It all looks good - especially the bacon. The best bit though is that you are taking on such young apprentices


----------



## mike w (Oct 24, 2014)

Thanks guys I appreciate it! I got it all sliced and packaged and ended up with 9lbs of bacon off two pork bellies. I lose some fat from hot smoking but it gets rave reviews with friends and my wife's co-workers. My kid loves it, he's a little bacon thief and will steal it of plates in a heartbeat :)

I'm going to have to make more jerky soon, that's going so fast haha


----------



## wade (Oct 24, 2014)

Hi Danny - Joking aside - do you make much jerky?
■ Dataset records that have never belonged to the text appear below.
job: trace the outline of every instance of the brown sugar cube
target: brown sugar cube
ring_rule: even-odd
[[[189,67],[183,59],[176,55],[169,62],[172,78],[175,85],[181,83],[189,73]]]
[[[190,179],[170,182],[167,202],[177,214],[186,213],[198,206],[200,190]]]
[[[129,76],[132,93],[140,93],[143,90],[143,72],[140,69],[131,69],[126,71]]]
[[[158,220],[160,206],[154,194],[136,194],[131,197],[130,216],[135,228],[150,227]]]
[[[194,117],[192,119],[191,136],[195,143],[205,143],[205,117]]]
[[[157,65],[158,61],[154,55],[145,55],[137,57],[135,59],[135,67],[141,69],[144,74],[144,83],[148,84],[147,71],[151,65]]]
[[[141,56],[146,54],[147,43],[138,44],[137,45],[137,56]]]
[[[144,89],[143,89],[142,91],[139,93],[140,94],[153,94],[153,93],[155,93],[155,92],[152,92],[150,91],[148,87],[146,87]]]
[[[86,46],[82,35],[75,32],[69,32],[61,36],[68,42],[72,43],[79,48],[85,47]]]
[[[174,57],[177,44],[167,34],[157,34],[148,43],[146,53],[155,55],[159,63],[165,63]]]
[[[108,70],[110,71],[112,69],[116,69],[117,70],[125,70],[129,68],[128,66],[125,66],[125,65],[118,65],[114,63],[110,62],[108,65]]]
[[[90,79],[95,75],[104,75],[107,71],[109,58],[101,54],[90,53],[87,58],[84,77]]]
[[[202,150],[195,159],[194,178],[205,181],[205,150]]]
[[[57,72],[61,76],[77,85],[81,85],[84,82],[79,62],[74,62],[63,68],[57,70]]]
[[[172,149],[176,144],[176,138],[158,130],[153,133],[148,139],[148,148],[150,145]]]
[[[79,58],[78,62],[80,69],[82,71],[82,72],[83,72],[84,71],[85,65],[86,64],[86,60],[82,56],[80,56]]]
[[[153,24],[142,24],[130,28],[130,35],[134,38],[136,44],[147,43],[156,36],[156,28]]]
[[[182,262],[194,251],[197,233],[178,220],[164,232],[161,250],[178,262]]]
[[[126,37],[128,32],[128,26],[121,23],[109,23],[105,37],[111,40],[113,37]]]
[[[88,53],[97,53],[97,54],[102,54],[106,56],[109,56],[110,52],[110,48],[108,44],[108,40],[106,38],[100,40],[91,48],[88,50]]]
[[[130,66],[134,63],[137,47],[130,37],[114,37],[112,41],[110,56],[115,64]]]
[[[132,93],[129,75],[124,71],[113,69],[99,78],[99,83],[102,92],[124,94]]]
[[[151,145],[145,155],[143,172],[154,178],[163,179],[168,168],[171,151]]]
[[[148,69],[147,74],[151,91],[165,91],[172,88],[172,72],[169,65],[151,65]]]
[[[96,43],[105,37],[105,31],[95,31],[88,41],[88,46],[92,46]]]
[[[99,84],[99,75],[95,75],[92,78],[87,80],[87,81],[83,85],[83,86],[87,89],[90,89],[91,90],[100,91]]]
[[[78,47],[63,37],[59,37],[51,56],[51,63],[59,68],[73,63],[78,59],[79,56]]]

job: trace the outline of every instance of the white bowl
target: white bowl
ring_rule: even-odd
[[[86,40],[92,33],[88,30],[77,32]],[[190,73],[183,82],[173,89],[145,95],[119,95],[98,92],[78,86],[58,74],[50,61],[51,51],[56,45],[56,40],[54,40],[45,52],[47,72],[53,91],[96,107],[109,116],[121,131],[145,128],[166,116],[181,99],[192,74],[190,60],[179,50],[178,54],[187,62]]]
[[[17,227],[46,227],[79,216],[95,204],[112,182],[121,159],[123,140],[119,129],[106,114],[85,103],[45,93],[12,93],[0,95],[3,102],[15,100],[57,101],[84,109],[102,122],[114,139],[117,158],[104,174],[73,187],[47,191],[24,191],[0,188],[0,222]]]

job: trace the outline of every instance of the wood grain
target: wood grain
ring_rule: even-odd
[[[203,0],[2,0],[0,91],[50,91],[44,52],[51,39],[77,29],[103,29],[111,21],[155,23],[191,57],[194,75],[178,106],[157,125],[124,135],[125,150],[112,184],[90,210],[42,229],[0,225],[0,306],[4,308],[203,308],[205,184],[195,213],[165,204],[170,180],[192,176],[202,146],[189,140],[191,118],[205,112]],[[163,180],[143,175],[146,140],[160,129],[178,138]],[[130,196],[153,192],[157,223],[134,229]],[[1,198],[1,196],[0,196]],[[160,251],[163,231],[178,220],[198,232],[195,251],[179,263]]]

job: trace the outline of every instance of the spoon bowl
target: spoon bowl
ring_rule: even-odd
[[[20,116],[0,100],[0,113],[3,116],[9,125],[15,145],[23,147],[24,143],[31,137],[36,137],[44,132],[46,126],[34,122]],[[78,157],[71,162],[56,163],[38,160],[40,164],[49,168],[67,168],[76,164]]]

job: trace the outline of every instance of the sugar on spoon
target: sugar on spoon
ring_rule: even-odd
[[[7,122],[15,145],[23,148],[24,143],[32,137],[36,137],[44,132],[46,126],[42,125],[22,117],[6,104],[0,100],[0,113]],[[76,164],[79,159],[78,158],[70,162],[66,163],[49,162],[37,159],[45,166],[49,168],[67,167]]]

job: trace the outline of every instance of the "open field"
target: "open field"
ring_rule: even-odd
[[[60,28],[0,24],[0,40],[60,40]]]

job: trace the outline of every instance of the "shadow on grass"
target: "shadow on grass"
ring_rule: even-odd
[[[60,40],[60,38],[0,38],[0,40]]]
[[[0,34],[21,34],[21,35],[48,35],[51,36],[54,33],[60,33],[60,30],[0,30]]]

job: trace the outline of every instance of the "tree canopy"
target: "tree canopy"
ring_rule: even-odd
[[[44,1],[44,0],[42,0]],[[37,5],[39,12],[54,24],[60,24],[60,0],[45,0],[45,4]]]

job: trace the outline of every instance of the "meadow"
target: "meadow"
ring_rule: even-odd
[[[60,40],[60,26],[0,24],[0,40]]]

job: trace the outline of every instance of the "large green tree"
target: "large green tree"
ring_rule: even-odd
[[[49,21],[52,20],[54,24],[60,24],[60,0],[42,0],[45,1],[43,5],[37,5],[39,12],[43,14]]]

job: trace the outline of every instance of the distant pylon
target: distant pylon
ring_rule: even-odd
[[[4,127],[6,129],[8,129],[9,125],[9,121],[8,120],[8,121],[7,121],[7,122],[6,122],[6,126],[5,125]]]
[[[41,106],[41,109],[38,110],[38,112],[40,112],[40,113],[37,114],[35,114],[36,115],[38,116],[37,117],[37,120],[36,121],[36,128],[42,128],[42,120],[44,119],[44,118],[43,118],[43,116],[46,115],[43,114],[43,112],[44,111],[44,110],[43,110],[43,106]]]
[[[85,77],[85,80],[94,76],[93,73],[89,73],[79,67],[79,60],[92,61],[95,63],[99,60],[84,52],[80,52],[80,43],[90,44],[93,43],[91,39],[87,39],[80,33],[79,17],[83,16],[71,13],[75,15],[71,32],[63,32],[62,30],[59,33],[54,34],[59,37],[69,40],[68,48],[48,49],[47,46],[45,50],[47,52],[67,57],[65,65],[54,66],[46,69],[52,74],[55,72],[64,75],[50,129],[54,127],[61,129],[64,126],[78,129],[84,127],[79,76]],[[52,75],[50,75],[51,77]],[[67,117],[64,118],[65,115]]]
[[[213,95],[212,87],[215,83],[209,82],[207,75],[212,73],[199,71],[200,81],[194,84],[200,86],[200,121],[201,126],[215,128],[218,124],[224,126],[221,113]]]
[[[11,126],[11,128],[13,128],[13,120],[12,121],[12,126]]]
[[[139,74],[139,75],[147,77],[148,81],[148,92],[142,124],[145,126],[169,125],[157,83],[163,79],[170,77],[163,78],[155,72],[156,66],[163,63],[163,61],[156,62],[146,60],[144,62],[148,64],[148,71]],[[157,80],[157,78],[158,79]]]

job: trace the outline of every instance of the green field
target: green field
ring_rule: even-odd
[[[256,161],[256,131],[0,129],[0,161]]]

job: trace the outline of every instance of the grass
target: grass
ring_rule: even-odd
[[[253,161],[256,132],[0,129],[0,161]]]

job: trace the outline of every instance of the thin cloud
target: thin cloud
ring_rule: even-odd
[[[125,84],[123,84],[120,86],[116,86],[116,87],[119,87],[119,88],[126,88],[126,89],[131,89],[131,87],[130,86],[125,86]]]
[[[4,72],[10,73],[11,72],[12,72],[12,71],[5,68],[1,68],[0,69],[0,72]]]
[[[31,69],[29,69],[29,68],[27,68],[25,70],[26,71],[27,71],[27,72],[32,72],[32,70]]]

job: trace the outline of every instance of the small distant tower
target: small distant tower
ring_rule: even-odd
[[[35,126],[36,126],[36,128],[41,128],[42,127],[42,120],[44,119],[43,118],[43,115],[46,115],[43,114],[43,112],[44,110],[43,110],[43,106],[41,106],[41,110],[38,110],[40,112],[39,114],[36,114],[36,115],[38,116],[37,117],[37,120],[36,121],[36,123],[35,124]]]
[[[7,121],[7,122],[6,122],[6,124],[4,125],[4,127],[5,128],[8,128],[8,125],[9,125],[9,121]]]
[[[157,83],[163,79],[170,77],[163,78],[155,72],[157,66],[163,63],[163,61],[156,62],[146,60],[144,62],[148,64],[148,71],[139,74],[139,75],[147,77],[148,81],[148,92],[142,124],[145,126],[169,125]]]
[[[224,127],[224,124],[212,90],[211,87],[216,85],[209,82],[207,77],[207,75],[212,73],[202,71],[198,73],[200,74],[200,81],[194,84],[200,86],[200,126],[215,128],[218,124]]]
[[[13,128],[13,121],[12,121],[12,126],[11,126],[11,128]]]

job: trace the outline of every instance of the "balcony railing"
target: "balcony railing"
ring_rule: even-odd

I know you smoke a wide range of meats but I have not really heard you mention jerky much.


----------



## kc5tpy (Oct 24, 2014)

Hello Wade.  I have never made jerky.  I had a Mom and Pop shop just 5 miles from my home that produced and sold there own jerky.  Great stuff!  I was never a big jerky fanatic but when I wanted some it was just so easy to get a good quality product I had no reason to try making my own.  The same as sausage making.  I LOVE a south Texas style smoked sausage.  My great grandpa had a GREAT recipe.  I remember as a VERY young boy walking into the "shed" ( that's about all it was ) where he smoked sausage, bacon and hams.  He had a pile of sawdust and corncobs smouldering on the dirt floor.  I could have moved in to that wonderful smelling place and been happy for the rest of my life!  Unfortunately when he died the recipe was lost.  Back in Texas I could walk in to any store and buy a really good sausage so why bother learning to make my own?  Then I moved here.  I have had to develop my own sausage recipe if I wanted the same thing I got back in Texas.  I guess if I was a big jerky nut I would have had to try my own.  Good jerky is just not something I really miss.  I guess I am lazy and would make a VERY poor chef.  If I don't really want it, I just don't bother learning to make it.  I am not really a dessert person so guess what?  I know how to make 1 dessert that I really enjoy once in a while and I know how to open tub of ice cream.  
	

	
	
		
		



		
		
	


	





   

WHEW!!!  That was long winded!  So the answer is no.  
	

	
	
		
		



		
		
	


	





   Keep Smokin!

Danny


----------